How many numbers of mole is different from the concentration...
How many numbers of mole of Na2CO3 is 1 From the equation, which correspond with option A.
and the concentration is 0.01mol/dm³ which correspond with option C
I think, nA/nB = CAVA/n.
where nA/nB is mole ratio of the reacting mole of HCl to Na2CO3 = 2/1. CA is concentration of HCl given as 0.05mol/dm3 . VA is volume of HCl given as 10cm3 = 0.01dm3. and n is the number of mole of Na2CO3 required to neutralize the HCl.
So, n = CAVA/(nA/nB) = 0.05 × 0.01/2 = 2.5×10^-4mol.
There number of mole of CaCO3 required to completely neutralize 10cm3 of 0.05mol/dm3 concentration of HCl is 2.5×10^-4 mol
I think, nA/nB = CAVA/n.
where nA/nB is mole ratio of the reacting mole of HCl to Na2CO3 = 2/1. CA is concentration of HCl given as 0.05mol/dm3 . VA is volume of HCl given as 10cm3 = 0.01dm3. and n is the number of mole of Na2CO3 required to neutralize the HCl.

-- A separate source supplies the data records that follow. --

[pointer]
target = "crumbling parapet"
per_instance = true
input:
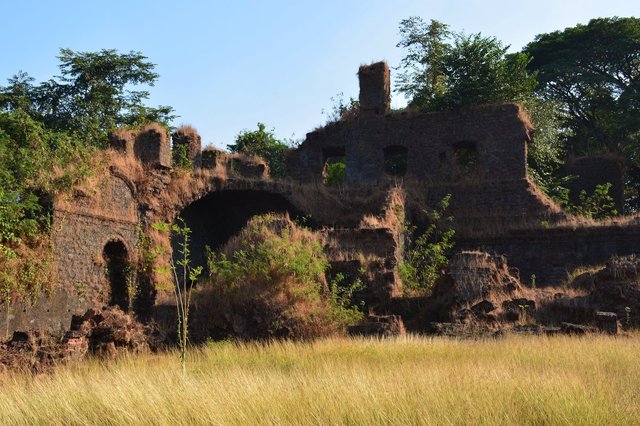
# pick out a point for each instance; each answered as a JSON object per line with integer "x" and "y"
{"x": 238, "y": 165}
{"x": 152, "y": 146}
{"x": 189, "y": 138}
{"x": 149, "y": 144}
{"x": 597, "y": 170}
{"x": 375, "y": 88}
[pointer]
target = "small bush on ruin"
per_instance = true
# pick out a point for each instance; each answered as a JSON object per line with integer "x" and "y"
{"x": 269, "y": 281}
{"x": 425, "y": 253}
{"x": 598, "y": 205}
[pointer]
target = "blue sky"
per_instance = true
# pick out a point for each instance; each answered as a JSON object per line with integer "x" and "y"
{"x": 224, "y": 66}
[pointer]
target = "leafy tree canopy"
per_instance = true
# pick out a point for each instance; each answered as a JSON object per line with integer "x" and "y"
{"x": 445, "y": 70}
{"x": 592, "y": 73}
{"x": 263, "y": 143}
{"x": 593, "y": 70}
{"x": 92, "y": 95}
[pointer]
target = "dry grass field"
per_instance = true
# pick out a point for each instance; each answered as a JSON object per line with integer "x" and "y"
{"x": 412, "y": 380}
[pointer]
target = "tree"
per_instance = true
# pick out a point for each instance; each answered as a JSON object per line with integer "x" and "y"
{"x": 183, "y": 277}
{"x": 445, "y": 70}
{"x": 263, "y": 143}
{"x": 425, "y": 255}
{"x": 92, "y": 95}
{"x": 593, "y": 72}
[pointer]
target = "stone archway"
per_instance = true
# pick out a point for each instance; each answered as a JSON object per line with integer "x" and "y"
{"x": 117, "y": 269}
{"x": 219, "y": 215}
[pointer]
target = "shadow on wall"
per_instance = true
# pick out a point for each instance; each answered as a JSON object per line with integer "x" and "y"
{"x": 218, "y": 216}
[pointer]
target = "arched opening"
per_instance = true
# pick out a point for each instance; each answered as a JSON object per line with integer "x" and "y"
{"x": 395, "y": 160}
{"x": 220, "y": 215}
{"x": 466, "y": 156}
{"x": 117, "y": 271}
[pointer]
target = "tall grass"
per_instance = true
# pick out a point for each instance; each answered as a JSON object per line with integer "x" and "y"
{"x": 516, "y": 380}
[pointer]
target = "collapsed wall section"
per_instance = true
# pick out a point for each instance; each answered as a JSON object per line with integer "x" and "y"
{"x": 86, "y": 228}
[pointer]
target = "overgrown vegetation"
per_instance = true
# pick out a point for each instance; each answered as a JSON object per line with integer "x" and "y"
{"x": 425, "y": 256}
{"x": 598, "y": 205}
{"x": 92, "y": 95}
{"x": 580, "y": 87}
{"x": 270, "y": 281}
{"x": 412, "y": 380}
{"x": 49, "y": 133}
{"x": 263, "y": 143}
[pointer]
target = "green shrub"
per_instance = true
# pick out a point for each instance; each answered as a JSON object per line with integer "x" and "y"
{"x": 269, "y": 281}
{"x": 425, "y": 253}
{"x": 336, "y": 173}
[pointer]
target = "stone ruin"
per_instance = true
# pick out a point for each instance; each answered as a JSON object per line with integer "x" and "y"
{"x": 397, "y": 164}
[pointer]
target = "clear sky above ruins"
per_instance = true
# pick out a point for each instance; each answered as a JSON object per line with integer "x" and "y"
{"x": 225, "y": 65}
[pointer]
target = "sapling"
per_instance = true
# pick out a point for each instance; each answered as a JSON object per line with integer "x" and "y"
{"x": 184, "y": 275}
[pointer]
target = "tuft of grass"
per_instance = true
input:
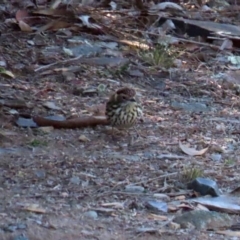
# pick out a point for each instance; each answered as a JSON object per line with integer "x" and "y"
{"x": 159, "y": 56}
{"x": 190, "y": 174}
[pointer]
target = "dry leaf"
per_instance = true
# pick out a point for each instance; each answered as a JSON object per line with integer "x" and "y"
{"x": 191, "y": 151}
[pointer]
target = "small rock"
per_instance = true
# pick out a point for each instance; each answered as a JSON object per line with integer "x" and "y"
{"x": 41, "y": 174}
{"x": 202, "y": 219}
{"x": 216, "y": 157}
{"x": 46, "y": 129}
{"x": 132, "y": 188}
{"x": 83, "y": 138}
{"x": 157, "y": 206}
{"x": 91, "y": 214}
{"x": 21, "y": 237}
{"x": 25, "y": 122}
{"x": 161, "y": 196}
{"x": 51, "y": 105}
{"x": 75, "y": 180}
{"x": 204, "y": 186}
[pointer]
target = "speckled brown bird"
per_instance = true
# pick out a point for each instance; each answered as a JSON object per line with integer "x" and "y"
{"x": 122, "y": 109}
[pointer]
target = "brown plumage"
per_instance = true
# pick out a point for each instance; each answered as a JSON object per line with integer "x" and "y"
{"x": 122, "y": 109}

So, n = CAVA/(nA/nB) = 0.05 × 0.01/2 = 2.5×10^4mol.
There number of mole of CaCO3 required to completely neutralize 10cm3 of 0.05mol/dm3 concentration of HCl is 2.5×10^4 mol
CAVA/CBVB=NA/NB
We are looking for CB(concentration of base)
=CAVA*NB/VB*NA
=10*0.05/25*2=0.01 ans c.
Don't understand you guys? Correct solving but wrong option?
So this is how Jamb kept frustrating us abi?